Tier 2 (select agents): Can also compose and execute commands directly. You declare your authorized scope, the agent validates every target against it, and Claude Code shows you each command for approval before it runs.
| Tier 2 Agent | What It Executes |
|---|---|
| Recon Advisor | nmap, dig, whois, curl, netcat, traceroute, whatweb, nikto |
| Vuln Scanner | nuclei, nikto, nmap NSE scripts |
| Web Hunter | ffuf, gobuster, feroxbuster, sqlmap, dalfox, whatweb |
| AD Attacker | BloodHound, Impacket, CrackMapExec, Certipy, ldapsearch, enum4linux |
| Exploit Chainer | Multi-step chain execution with approval at each gate |
| PoC Validator | Safe, non-destructive proof of concept scripts |
| Business Logic Hunter | Logic flaw tests (price manipulation, race conditions) |
| AI Recon | AI endpoint discovery, /v1/models probes, A2A/MCP enumeration (read-only) |
| Database Attacker | sqlmap, NoSQLMap, native DB clients (proof-scoped, non-destructive) |
| Network Attacker | Responder, ntlmrelayx, mitm6, bettercap (scoped L2/L3 positioning) |
| CI/CD Red Team | Pipeline-driven SAST/DAST/secret scans against in-scope targets |
See docs/TIER2-EXECUTION.md for the full safety model.
Examples
$ claude
You: Analyze this Nmap scan and prioritize targets for our internal pentest
> Routing to recon-advisor agent...
## Prioritized Target Summary
### Critical Priority
| Host | Port | Service | Finding |
|------------|------|---------|--------------------------|
| 10.10.1.5 | 445 | SMB | SMBv1 enabled, MS17-010 |
| 10.10.1.20 | 3389 | RDP | BlueKeep (CVE-2019-0708) |
### Recommended Next Steps
1. nmap -sV --script smb-vuln* 10.10.1.5
2. crackmapexec smb 10.10.1.0/24
3. bloodhound-python -d corp.local
More examples in the examples/ directory:
| Example | Agent | What It Shows |
|---|---|---|
| Engagement Plan | engagement-planner | Full phased plan with MITRE ATT&CK mappings |
| Nmap Analysis | recon-advisor | Prioritized attack vectors with follow-up commands |
| Detection Rule | detection-engineer | Kerberoasting detection in Sigma, SPL, and KQL |
| STIG Finding | stig-analyst | STIG analysis with GPO path and keep-open template |
| Report Excerpt | report-generator | SQL injection finding formatted for a pentest report |
Running Tools in a Container
Run your security tools inside a Docker container to keep your workstation clean and avoid endpoint protection flags.

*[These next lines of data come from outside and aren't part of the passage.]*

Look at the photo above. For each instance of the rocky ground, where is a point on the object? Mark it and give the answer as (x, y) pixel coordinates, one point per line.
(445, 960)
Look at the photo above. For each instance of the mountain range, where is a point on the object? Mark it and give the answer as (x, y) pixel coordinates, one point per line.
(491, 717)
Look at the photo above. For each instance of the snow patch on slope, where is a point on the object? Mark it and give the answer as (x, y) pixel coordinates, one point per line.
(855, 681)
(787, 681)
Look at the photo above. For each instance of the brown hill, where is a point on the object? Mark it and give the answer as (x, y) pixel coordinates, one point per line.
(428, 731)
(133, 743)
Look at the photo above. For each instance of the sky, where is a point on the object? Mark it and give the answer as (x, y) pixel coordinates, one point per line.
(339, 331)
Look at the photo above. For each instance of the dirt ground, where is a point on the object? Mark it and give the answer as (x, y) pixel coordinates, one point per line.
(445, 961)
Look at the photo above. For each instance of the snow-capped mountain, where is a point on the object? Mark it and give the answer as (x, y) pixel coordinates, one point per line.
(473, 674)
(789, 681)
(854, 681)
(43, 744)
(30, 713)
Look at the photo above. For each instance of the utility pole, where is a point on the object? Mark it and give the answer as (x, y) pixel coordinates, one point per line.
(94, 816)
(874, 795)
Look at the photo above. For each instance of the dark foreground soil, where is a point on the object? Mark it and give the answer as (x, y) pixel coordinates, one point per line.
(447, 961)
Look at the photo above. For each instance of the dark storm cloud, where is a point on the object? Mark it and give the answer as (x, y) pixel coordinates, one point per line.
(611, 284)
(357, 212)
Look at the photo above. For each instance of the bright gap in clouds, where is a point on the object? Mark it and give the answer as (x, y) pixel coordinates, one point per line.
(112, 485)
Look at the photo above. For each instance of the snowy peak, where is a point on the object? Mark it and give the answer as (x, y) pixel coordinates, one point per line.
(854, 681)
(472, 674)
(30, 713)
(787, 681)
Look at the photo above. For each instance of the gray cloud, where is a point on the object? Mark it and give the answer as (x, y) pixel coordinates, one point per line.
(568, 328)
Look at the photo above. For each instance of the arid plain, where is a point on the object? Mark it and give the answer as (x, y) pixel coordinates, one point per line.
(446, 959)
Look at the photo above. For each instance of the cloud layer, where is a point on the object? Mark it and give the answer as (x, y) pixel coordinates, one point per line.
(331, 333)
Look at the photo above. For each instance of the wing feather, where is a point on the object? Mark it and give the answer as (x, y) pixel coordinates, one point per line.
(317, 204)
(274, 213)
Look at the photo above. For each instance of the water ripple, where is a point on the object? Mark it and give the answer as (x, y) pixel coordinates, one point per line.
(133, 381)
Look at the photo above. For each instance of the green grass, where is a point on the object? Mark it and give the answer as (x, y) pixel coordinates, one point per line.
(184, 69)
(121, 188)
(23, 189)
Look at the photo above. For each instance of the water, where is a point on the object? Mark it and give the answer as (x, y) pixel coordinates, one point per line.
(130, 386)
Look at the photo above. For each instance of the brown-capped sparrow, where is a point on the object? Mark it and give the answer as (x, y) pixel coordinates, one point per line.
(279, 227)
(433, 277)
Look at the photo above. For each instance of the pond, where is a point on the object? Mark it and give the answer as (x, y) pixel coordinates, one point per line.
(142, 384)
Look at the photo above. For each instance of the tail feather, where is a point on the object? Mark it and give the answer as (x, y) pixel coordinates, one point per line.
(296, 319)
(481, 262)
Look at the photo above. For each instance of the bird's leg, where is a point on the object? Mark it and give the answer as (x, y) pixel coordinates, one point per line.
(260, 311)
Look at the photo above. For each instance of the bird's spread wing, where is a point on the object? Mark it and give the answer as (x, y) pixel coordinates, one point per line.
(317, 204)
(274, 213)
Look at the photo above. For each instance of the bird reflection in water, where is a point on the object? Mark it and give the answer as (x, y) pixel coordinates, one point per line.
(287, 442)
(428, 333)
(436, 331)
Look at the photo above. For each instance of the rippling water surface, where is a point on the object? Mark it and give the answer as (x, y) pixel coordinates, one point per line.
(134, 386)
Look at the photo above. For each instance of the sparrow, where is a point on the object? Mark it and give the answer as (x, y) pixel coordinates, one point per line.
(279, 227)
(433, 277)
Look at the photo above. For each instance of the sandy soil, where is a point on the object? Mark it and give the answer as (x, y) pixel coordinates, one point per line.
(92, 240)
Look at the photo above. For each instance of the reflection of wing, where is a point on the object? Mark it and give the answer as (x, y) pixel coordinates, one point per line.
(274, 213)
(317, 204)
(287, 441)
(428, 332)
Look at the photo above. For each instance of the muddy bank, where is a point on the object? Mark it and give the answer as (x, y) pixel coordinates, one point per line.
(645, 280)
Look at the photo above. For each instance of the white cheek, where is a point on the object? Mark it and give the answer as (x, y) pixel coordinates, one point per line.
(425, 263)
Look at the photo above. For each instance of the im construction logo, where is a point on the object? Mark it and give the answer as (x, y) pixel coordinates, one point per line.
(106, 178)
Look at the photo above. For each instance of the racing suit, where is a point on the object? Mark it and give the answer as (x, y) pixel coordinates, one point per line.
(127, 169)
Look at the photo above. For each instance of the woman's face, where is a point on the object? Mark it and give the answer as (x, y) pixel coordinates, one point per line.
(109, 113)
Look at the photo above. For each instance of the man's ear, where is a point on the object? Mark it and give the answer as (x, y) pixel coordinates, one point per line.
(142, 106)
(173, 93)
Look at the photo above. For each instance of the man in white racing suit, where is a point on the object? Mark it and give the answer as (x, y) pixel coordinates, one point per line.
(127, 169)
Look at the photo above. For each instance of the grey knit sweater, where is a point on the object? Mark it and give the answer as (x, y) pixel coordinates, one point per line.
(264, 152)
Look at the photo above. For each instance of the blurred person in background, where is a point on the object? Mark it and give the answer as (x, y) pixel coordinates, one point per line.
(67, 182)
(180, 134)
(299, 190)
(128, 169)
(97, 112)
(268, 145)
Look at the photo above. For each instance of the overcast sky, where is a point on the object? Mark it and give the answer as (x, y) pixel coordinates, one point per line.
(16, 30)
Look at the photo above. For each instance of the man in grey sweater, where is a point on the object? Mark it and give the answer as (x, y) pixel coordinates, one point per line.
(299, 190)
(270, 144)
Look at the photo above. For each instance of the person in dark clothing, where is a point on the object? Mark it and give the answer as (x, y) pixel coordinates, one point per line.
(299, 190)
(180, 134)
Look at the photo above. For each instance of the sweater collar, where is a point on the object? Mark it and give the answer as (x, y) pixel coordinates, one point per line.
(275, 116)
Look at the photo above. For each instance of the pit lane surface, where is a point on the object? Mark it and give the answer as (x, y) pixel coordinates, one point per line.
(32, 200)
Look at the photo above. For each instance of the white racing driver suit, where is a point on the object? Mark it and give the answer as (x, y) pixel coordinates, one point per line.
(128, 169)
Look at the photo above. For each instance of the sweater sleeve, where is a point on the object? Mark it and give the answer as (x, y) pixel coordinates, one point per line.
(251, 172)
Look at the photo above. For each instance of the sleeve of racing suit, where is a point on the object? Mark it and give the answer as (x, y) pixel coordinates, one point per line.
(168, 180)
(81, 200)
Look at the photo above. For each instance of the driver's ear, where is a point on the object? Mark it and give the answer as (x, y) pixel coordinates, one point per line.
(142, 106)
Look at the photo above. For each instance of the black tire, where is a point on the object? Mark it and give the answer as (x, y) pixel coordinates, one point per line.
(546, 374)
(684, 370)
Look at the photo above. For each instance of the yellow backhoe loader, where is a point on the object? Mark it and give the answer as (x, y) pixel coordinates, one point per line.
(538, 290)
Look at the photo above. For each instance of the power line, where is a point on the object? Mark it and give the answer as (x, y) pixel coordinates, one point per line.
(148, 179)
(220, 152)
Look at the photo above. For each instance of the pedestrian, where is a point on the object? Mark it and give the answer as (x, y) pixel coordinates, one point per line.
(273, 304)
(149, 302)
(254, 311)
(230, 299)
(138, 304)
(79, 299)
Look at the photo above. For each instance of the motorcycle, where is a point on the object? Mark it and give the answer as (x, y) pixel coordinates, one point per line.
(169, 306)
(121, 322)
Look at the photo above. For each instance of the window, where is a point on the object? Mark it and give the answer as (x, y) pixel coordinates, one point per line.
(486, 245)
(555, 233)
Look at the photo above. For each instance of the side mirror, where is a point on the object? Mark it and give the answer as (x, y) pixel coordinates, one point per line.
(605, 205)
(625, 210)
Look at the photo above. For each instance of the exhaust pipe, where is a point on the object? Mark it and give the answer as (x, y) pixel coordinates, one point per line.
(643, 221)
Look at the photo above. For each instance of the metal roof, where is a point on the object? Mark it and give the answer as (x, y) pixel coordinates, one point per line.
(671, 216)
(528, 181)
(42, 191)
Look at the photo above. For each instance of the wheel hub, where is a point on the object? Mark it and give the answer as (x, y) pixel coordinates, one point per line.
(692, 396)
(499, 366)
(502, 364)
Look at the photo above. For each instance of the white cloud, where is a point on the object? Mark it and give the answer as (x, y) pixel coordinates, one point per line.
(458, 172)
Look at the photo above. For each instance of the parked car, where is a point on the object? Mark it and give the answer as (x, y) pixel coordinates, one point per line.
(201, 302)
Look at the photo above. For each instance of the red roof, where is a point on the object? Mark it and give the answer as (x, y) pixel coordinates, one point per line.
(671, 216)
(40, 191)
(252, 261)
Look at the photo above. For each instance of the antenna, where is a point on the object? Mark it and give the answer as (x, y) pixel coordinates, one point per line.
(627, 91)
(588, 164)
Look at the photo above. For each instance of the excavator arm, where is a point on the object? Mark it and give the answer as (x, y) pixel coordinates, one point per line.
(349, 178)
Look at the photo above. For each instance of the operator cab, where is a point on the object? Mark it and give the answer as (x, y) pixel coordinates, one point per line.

docker pull kalilinux/kali-rolling
docker run -it --name pentest-lab kalilinux/kali-rolling /bin/bash
apt update && apt install -y nmap nikto sqlmap metasploit-framework bloodhound
Use pentest-ai agents on your host for methodology and analysis. Run the actual tools inside the container.
Findings Database
Persistent SQLite storage that keeps engagement data across Claude Code sessions.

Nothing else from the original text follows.